Forum OpenACS Development: Re: stable urls for all objects

Collapse
Posted by Dirk Gomez on
Tom, I don't really see where you find that lists of objects be shown without proper permissioning checking.

The redirecting page introduces one new security threat: it may be redirect to a page to which you don't have permission. The URL might be descriptive enough to give you a hint. Think of getting redirected from /o/123456 to /your_division/file-storage/layoffs_q3_2003.doc. A program could just try counting up from 1 to xxx and capture the target URL. That is why - as already stated at least once in this thread - we need exactly the same permissioning code on /o/ as on the target page.

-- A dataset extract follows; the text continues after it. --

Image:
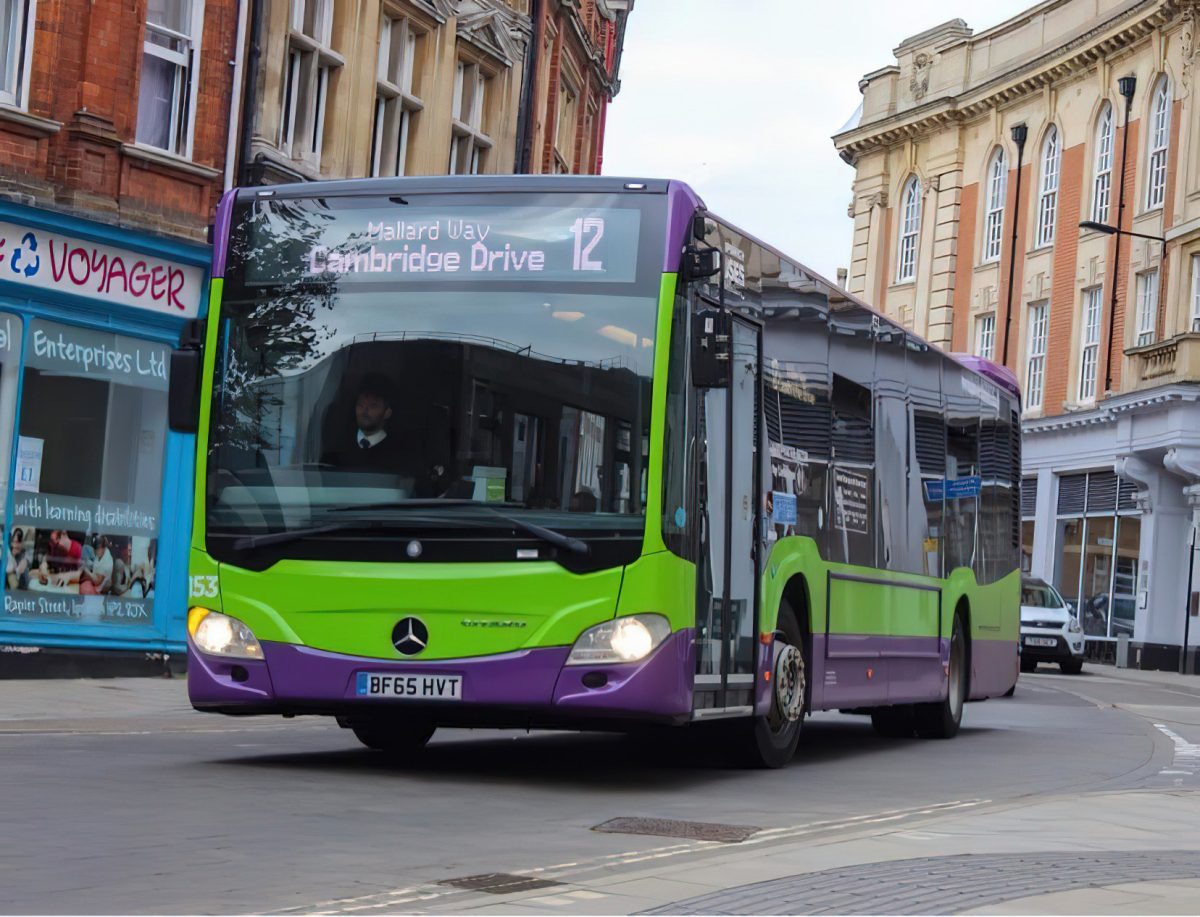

If it yields a false, we need to show: this object doesn't exist, otherwise we already tell the user that the object exists.

Otherwise security threats remain the same and if the respective target page is insecure, then the redirecting page is insecure.

Currently, if the source page lists links to which you don't have permissions, then it leaks information. If it does proper permissioning checking, then it'll remain secure with /o7. As I said: the only thing being changed is the target link text.

The "stable URLs" proposal is not about listing objects - it is about supplying stable URLs based on the (hopefully) never-changing object_id. A very very welcome side effect is that it is a very very lightweight replacement for get_urls PL/SQL functions.